Saturday, August 29, 2015

Kamu Ditolak!

Dalam kehidupan sehari-hari seringkali kita mengalami penolakan. Lihat saja pemberitaan di media massa, ada warga yang menolak direlokasi oleh pemerintah, ada abang-abang ojek konvensional menolak hadirnya ojek modern yang kekinian, ada dosen-dosen yang menolak judul skripsi mahasiswanya, dan ada juga ibu-ibu yang menolak permintaan anaknya untuk dibelikan mainan.


Penolakan umum terjadi dalam kehidupan sehari-hari sebagai hasil dari proses ‘manusia berhak memilih yang terbaik’ dan rasanya cukup banyak yang sudah saya alami sendiri. Paling sering sebelumnya saat menjadi seorang freelancer dalam bidang seni visual, dari situlah saya banyak mendapatkan pengalaman penolakan oleh klien jika proposal saya tidak sesuai keinginan mereka, sampai kadang-kadang saya bisa merasakan bahwa saya akan ditolak jauh sebelum mereka memberikan penolakan secara ‘resmi’. Entah mengapa gesture mereka sebelum melakukan penolakan selalu terlihat sama.

Bagaimana dengan penolakan dalam hal percintaan? Katanya ini paling sakit hahaha, it’s like all the worst pains you have in life comes in one package.

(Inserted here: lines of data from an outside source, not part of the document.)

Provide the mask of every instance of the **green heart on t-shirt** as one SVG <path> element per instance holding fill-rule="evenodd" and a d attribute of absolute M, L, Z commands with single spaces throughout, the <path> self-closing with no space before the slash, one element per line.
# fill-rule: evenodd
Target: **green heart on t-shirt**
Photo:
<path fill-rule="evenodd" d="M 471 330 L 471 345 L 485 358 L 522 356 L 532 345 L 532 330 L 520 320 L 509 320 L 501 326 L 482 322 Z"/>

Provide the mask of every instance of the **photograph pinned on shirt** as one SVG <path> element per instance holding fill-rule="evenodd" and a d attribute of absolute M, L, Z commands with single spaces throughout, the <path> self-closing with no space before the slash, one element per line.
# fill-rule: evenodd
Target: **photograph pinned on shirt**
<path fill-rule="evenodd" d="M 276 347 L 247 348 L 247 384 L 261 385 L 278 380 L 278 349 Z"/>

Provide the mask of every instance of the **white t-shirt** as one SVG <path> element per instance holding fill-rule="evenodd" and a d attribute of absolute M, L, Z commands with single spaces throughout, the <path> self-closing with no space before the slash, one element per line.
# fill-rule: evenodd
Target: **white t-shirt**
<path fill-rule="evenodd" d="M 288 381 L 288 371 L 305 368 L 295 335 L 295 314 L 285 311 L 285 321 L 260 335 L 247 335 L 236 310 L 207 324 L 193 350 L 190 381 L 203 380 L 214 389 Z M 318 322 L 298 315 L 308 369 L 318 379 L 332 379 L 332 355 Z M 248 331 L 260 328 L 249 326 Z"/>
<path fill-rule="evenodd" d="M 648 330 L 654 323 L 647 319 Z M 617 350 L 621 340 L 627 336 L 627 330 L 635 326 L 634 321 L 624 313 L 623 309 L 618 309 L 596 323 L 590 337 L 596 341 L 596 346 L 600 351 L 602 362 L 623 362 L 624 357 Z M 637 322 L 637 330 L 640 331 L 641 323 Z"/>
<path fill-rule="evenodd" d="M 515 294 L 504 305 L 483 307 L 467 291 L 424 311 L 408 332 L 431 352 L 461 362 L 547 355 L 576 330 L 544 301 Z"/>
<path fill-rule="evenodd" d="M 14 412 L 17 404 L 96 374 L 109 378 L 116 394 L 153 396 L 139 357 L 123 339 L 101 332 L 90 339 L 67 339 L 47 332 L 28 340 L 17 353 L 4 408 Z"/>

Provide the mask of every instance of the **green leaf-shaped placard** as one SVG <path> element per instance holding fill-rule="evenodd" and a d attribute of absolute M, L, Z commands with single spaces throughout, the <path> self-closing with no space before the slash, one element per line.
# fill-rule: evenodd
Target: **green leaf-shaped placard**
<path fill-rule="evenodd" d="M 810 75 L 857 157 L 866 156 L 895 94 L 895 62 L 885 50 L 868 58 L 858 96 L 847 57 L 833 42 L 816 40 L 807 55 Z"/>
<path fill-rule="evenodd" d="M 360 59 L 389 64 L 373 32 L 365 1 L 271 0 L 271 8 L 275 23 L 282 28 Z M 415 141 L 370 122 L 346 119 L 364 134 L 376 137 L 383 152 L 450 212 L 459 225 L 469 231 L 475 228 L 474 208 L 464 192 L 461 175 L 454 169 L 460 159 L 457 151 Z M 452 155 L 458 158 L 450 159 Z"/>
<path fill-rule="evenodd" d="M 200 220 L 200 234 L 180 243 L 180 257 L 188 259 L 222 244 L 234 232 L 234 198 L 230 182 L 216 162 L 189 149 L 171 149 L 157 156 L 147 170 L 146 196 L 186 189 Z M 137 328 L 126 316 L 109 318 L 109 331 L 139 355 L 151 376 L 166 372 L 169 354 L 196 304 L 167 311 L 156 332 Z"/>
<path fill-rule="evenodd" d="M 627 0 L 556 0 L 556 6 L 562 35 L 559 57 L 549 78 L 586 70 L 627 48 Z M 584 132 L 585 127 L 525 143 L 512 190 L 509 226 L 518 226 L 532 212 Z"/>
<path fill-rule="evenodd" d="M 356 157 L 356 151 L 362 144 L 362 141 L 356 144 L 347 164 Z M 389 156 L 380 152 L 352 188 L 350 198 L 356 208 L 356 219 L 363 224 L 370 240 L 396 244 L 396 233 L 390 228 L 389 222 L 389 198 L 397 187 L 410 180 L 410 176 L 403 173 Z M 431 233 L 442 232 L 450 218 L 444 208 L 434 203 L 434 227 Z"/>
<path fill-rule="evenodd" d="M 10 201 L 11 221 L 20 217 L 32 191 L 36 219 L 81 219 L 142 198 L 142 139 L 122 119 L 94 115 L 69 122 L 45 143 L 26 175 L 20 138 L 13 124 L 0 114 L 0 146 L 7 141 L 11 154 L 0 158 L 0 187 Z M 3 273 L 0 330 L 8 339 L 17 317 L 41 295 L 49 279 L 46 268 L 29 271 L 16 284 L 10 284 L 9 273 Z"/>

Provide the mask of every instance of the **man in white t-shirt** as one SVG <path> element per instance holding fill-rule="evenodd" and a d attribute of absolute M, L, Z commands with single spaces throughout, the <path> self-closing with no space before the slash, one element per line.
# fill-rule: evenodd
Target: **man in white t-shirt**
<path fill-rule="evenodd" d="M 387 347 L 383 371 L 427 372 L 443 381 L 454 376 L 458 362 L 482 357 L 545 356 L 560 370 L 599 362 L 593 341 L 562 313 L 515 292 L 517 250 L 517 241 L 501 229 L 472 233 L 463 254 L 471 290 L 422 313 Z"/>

Pikiran hampa, bernapas terasa sesak, hilang nafsu makan, uring-uringan, malas ngapa-ngapain, rasanya dunia ini sudah tidak menarik lagi, lagu-lagu sedih terasa sangat ‘gue banget’, dan juga mendadak filosofis. Ada yang mengatasi penolakan hal percintaan dengan curhat kiri kanan untuk menstabilkan diri dan membangun kembali pilar-pilar kepercayaan diri yang sebelumnya hancur, ada yang mencoba mengalihkan pikiran dengan melakukan aktifitas lain walaupun sebelum tidur biasanya teringat lagi, bahkan ada yang mencoba mencuci bersih perasaannya dengan minuman keras tapi bukan es batu yang saya maksud.

Kalau dipikir-pikir mengapa penolakan yang paling sering hanya berbentuk kata-kata dan gesture sederhana bisa berefek seperti itu? Katanya itu karena otak manusia tempat memproses rasa penolakan itu sama dengan tempat memproses rasa sakit fisik. Itulah mengapa efeknya senyata pukulan yang bertubi-tubi, senyata tertusuk ratusan pedang, dan senyata tertimpa batu yang sangat berat. Tapi yakinlah, time can heal, but only if you let it heals you. Jangan terlalu berlarut-larut dalam sesuatu, berbahagialah seadanya, dan bersedihlah secukupnya.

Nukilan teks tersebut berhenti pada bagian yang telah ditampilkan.